Since it’s the day after the American election, I decided it would be fairly appropriate to write a political entry. Fun! I tend to stay out of political debates because I feel unqualified to make any arguments. I don’t like being dogmatic about anything I’m not absolutely sure about, and I’m not absolutely sure about a lot of things. But I’ve decided I can at least have an opinion, and that opinion deserves to be heard just as much as anybody’s. So here goes.
I am a Christian. I am a Christian and I voted Obama. I am a Christian and I proudly voted Obama. (Now, I would have rather voted Ron Paul, but I actually wanted my vote to count.) I am so sick of hearing Christians say it’s morally wrong to vote Democrat. Not all of them do, but enough do that I think the issue needs to be addressed. I’m pretty sure most who hold that position would take it back if they actually stopped to think about what they’re promoting.
Throughout the past few months, I have actually heard people say the following: the Republican party brings Godly virtues to America by restricting immoral practices that the Democratic party supports (abortion and homosexuality are the two main ones). They say if you don’t vote to keep these things illegal then you’re not standing up for your Christian beliefs. Most disturbingly, they say that God will only bless America if we have a Republican president, because heaven forbid we have a president who doesn’t try to get Roe v. Wade overturned.
I just don’t understand how those people can say such things and think they’re following Christ. America isn’t God’s appointed nation. America is an earthly nation that happens to have a large so-called Christian population. We, my brothers and sisters, are brought together as the Body of Christ (I apologize to those who didn’t grow up in church for using “church terms,” please bear with me), and the Body of Christ has no nation. I will live my life in as Godly a way as I can, and I will continue to rely on the Lord for that. I don’t need a “Christian” government to do that.

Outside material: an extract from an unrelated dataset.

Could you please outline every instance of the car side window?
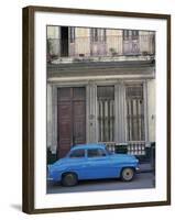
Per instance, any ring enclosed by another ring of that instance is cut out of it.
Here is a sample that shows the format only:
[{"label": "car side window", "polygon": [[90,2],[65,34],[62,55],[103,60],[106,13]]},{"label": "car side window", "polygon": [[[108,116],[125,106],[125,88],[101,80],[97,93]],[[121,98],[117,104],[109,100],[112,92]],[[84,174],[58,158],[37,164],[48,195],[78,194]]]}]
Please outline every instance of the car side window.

Why do we assume we need to hold non-Christians to the standards we hold for ourselves?
After examining the Bible and what it says about these issues—(which is not as clearcut, easy to understand as Christians tend to automatically think, mostly because they’d rather sit in a pew and have them told what they believe rather than look it up for themselves and see what it really says)—after examining the Bible, you may still think abortion is wrong, you may still think homosexuality is wrong….but in God’s name don’t you dare try to turn that into justification for blanket laws that take away a person’s rights as a human being and a citizen of America. Because, guess what, not everyone in America is a Christian, and even among Christians those issues are blurry. And those laws aren’t going to make any converts.
There were so many other issues that needed to be considered in this election, and I got thoroughly sick of pastors telling their congregations to vote McCain just because of Obama’s stance on abortion.

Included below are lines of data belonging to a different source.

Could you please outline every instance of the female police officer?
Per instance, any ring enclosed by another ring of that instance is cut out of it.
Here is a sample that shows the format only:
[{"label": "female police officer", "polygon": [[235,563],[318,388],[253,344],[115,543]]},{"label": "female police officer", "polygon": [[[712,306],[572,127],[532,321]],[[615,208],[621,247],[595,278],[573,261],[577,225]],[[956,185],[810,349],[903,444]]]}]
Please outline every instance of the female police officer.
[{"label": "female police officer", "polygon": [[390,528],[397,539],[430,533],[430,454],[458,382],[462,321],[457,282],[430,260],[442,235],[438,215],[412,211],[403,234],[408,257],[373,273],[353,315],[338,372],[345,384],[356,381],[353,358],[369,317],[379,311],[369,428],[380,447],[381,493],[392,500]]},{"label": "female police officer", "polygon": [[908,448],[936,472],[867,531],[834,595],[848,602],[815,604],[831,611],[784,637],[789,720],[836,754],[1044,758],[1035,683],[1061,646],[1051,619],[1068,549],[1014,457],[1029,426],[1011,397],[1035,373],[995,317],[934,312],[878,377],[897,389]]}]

I realize I’m probably making myself very unpopular among my Christian friends right now, and I apologize for that. But I cannot and will not (and did not) vote for a foreign policy, economic plan, and environmental stance that I severely disagree with on the sole basis of a single ethics issue that really shouldn’t be part of the president’s job, anyway.
I’m not saying no one is justified in voting Republican. If you truly believe in the overall policies of the candidate, you should vote for him or her. It’s the staying blind to the rest of the political aspects and focusing on a single issue that bothers me. It’s also the assumption that a certain candidate is God-endorsed and anyone who votes for the other side must not be a real Christian.
I read an article that attempted to rebut Dianne Feinstein’s argument that California’s Prop 8 is discrimination, and it actually further solidified my support for legalizing gay marriage because of the ridiculous faux-logic it used. But I have already written more than I intended, so maybe I’ll just send it (and my thoughts about it) to anyone who asks. For those who aren’t in the know: Proposition 8 was supposed to eliminate the right of same-sex couples to marry in California.
I wrote the majority of this at the beginning of the week, because I knew it would take me a significant amount of time. That made it even more interesting to finish up after the results of the election. And so I get to sit at my computer and breathe a sigh of relief as I type this. I really hope America has taken a step for the better, and I also really think we have.
You may have noticed I didn’t go into any detail on my political views. That’s because I don’t like talking about them, I prefer sitting back and listening to what everyone else has to say. But this “Screw the socialist, I’m a gun-totin’, Bible-thumpin’ American for McCain/Palin!” attitude that’s been so prevalent in my neck of the woods has been so irritating, I had to get my frustration out somehow. Seriously, how can you go around saying brash things like that, and then wonder why people cringe at the term “Christian”? Yes, Christ is always going to be controversial, because His ways are not our ways, but that doesn’t give you the license to make His name the basis for your prejudices. His message was one of love, and caring for the less fortunate. What about “I’ll keep my freedom, my guns, and my money—you can keep the change” says, “Jesus loves you”?
Okay, rant over. Well, in blog form, anyway.